Every week since it started buying bonds under its old Securities Markets Program, the ECB has withdrawn from circulation an amount of money equivalent to what it had spent so far in buying them. For the last six months, this figure has hovered around €210 billion. The amount falls as the bonds it holds mature.

It has done this by offering one-week deposits to the banking system. Banks bid competitively for the deposits, and the rate bid has tracked the ECB’s own overnight deposit rate very closely. It has been only fractionally above zero since the ECB last cut its deposit rate in July.

Fears that it would prove difficult for the ECB to sterilize such a large amount of money regularly have so far been unfounded. On the few occasions when it has failed to auction the full amount of deposits, it has been due to exceptional, technical factors in the money market which have never lasted beyond a day or two.

This situation might change if the ECB and the euro zone succeed in restoring so much confidence to the region’s financial markets and economy that banks start again to lend to each other, and to businesses and households. Before the crisis, the private sector routinely created a multiple of the money created by the central bank.

But the link between central bank money and privately created money has changed beyond recognition since 2007. Growth in broad money aggregates has collapsed despite the ECB more than doubling the size of the monetary base, which typically consists of cash in circulation plus banks’ reserves at the central bank.

As of today, the precautionary hoarding of reserves by euro-zone banks is so great that banks are holding over €770 billion in excess reserves in accounts at the ECB, voluntarily “sterilizing” money the ECB created without forcing it to lift a finger.

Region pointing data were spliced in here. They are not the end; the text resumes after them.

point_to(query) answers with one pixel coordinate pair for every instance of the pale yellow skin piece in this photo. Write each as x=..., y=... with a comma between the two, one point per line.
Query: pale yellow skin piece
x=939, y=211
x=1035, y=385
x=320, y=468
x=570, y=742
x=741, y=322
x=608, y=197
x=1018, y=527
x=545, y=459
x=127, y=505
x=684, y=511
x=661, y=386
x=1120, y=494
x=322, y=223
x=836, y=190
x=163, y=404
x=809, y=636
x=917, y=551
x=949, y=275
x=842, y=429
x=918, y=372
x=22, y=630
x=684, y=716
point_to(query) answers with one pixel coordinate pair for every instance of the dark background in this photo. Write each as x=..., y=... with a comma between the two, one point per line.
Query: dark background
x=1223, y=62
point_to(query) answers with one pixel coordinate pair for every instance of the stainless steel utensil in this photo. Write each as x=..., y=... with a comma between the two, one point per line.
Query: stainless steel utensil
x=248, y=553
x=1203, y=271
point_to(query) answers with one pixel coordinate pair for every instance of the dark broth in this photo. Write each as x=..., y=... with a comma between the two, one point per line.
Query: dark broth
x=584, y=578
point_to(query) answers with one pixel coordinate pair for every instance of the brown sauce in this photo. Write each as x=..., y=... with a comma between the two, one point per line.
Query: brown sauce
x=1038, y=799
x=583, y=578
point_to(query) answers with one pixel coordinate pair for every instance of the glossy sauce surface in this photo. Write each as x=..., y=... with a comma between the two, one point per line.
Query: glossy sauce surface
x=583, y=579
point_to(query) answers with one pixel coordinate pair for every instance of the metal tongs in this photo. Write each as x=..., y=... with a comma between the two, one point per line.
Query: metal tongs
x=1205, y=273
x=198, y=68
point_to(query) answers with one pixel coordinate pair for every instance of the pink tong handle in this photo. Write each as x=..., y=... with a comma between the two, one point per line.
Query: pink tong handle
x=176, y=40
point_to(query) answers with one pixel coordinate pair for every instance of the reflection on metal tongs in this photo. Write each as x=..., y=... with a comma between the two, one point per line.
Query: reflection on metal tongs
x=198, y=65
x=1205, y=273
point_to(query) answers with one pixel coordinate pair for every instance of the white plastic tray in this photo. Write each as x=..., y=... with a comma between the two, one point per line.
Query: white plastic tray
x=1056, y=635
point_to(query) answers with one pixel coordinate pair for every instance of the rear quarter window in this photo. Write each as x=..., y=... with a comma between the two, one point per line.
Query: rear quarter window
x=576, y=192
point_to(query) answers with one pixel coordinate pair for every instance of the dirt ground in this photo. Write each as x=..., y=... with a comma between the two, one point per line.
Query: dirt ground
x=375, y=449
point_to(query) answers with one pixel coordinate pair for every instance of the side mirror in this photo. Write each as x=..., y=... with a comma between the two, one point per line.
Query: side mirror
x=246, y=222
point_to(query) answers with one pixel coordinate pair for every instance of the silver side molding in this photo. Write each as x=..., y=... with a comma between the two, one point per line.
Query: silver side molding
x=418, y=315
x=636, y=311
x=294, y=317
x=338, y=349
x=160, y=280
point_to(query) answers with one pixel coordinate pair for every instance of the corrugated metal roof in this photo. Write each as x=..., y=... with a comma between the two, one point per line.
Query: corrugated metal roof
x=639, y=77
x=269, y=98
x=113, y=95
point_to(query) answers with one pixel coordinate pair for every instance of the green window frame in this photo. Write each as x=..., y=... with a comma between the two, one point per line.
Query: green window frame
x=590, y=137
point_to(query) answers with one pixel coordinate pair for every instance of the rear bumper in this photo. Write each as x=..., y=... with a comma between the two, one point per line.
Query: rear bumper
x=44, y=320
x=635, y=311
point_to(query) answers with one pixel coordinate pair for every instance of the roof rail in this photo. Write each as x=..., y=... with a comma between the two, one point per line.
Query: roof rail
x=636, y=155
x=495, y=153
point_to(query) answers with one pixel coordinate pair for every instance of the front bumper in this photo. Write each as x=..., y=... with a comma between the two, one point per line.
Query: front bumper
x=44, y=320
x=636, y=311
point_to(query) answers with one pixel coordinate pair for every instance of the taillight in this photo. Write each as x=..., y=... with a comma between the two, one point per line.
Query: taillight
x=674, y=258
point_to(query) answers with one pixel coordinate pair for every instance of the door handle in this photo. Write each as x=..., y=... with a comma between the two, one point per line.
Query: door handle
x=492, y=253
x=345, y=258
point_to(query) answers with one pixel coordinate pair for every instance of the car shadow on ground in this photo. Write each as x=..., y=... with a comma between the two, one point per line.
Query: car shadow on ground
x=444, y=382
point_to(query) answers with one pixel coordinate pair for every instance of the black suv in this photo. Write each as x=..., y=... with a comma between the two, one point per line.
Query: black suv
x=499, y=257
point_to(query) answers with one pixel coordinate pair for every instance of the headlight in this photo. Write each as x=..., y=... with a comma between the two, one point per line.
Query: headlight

The ECB is sterilizing another €209 billion by paying only 0.01% on the deposits it auctions. In the current environment, it does not seem like the ECB would struggle to withdraw from the market any amount of liquidity it wanted to. Even so, the numbers implicit in the ECB’s new bond-buying scheme are daunting. Excluding treasury bills, there are some €390 billion in Italian bonds that fall due in the next three years.

For Spain, the number is €203 billion, for Portugal and Ireland combined, another €50 billion, according to national debt agency data. In all, a total of over €640 billion. Of this, it seems likely that the ECB already holds — and sterilizes — a large part of its €209 billion SMP portfolio. There are no precise data yet on the ECB’s holdings, but only around 40 billion euros is accounted for by Greece.

Thus the amount that the ECB needs to sterilize could easily double or treble from its current level. This may incline it to sterilize more over a longer time-frame of a month or three months or even more, so as to reduce the potential for volatility in the money market. The ECB has already examined such options internally two years ago, but chose not to proceed.